Do You Have To Drop Again?
Sometimes your first attempt requires an encore
Watch a pro tournament and sooner or later you'll see a golfer take a drop, and then pick up the ball and drop it again. Rule 20-2a details seven situations when a drop isn't satisfactory and the player should take a do-over:
RE-DROP: If the ball is dropped in a hazard but rolls out and comes to rest outside the hazard.
RE-DROP: If the ball is dropped outside a hazard but comes to rest inside a hazard.
RE-DROP: If the ball rolls onto a putting green and stops.
RE-DROP:If the ball rolls and comes to rest out-of-bounds.
RE-DROP: If the ball rolls and comes to rest where there is interference by the condition from which relief was taken, such as a cartpath (immovable obstruction), an animal hole (abnormal ground condition), another green, or if the ball rolls back into its pitch mark.
RE-DROP: If the ball rolls and comes to rest more than two club-lengths from where it first struck a part of the course.
RE-DROP: If the ball rolls and comes to rest closer to the hole than its original spot or estimated spot, nearest point of relief, or maximum available relief, or where the ball last crossed the margin of a water hazard.
NOTE: If the ball you re-drop is lost or can't be immediately recovered from the water, you can substitute without penalty. If the ball you re- drop rolls into any position listed above, it must be placed as near as possible on the spot where it first struck the course. You don't get to re-drop because your ball came to rest in a worse lie or because it rolled outside the drop zone after landing.
FAST FACTS: If a ball falls off a tee before you make a stroke, you may replace it without penalty. . . . Unless there's a Local Rule, you aren't entitled to relief from an aeration hole. . . . The max length for a tee is four inches.
Q: I just got back from Ireland and want to input my scores to update my handicap. How do I do it?
A: I'm sorry to say that you can't. In 1926, the R&A turned over handicapping in the British Isles to CONGU (Council of National Golf Unions), and CONGU doesn't use our Slope system to determine handicaps. Scores recorded on courses in Ireland, Northern Ireland, England and Wales are useless to our handicap system. But scores from Scotland can be posted because the Scottish Golf Union created Course and Slope ratings. They're on my website: popeofslope.com.
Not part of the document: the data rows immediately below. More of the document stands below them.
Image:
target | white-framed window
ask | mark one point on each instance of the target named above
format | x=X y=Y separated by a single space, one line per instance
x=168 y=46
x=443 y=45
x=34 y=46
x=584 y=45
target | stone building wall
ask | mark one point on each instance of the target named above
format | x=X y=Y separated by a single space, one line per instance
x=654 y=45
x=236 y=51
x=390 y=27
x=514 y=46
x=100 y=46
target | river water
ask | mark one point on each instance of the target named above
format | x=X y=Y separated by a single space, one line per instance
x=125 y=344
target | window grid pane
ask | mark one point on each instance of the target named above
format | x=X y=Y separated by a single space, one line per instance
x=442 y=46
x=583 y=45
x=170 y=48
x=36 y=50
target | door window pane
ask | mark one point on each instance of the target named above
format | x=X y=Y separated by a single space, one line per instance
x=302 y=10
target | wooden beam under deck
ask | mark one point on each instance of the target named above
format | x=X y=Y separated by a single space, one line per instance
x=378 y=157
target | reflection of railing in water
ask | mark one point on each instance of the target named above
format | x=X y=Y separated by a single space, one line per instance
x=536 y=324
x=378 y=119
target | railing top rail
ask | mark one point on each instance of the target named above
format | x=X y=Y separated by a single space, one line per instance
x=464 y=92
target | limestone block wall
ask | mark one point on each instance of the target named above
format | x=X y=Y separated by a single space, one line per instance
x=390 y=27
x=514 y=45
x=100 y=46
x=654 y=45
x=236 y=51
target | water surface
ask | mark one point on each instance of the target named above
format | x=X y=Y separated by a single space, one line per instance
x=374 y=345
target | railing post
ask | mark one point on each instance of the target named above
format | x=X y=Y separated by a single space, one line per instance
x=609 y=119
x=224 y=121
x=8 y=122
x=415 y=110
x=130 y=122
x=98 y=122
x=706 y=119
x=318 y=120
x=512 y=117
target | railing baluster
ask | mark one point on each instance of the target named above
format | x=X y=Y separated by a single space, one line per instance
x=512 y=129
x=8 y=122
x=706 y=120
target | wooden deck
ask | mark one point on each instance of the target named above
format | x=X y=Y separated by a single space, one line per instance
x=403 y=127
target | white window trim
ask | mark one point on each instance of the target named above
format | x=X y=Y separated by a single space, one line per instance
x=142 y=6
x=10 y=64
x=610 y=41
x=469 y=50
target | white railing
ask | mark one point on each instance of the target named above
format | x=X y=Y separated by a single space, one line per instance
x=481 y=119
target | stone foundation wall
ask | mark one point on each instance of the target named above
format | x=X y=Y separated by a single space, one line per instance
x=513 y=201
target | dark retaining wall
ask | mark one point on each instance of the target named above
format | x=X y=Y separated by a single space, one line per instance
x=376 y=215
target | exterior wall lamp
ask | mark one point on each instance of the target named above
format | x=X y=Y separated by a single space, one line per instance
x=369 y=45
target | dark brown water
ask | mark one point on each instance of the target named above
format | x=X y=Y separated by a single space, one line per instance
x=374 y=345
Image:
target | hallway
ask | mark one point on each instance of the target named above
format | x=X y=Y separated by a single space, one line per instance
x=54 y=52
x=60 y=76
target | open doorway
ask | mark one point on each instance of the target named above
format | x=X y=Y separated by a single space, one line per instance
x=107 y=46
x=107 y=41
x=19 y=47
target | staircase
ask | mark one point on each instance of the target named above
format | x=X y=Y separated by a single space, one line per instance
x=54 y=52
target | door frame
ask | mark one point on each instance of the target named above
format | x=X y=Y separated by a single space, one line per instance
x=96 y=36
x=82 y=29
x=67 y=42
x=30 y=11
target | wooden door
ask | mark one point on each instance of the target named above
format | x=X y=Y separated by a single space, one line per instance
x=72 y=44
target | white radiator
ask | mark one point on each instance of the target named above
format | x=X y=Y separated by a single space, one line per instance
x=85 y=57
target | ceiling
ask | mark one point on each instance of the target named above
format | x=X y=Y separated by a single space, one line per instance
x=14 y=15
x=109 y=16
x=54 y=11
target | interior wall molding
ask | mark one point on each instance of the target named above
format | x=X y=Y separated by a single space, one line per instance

By Dean Knuth, Golf Digest Professional Advisor. Former senior director of the USGA handicap department, Knuth invented today's Course Rating and Slope system.
It Happened On Tour
THE PILOT During the second round of the Valero Texas Open in May, David Duval's tee shot finished near the grandstands on the par-3 17th. Because the stands are considered a temporary immovable obstruction that interfered with his next shot--a greenside chip--he was allowed to lift his ball without penalty and move it to a spot where the stands would not be in the way. Duval consulted with a PGA Tour rules official to determine the drop spot. He then grabbed the ball, held his arm out at chest height and dropped the ball.
THE VERDICT Before Duval played his next shot, rules official Slugger White had him re-drop, without penalty. The reason was that Duval had not extended his arm to shoulder height when he made the drop. Rule 20-2a says a player must stand erect, hold the ball at shoulder height and arm's length and drop it. And if an improper drop is not corrected, the player will incur a one-stroke penalty. Duval re-dropped, chipped his ball onto the green and saved par. He shot 69 and finished T-63 for the tournament.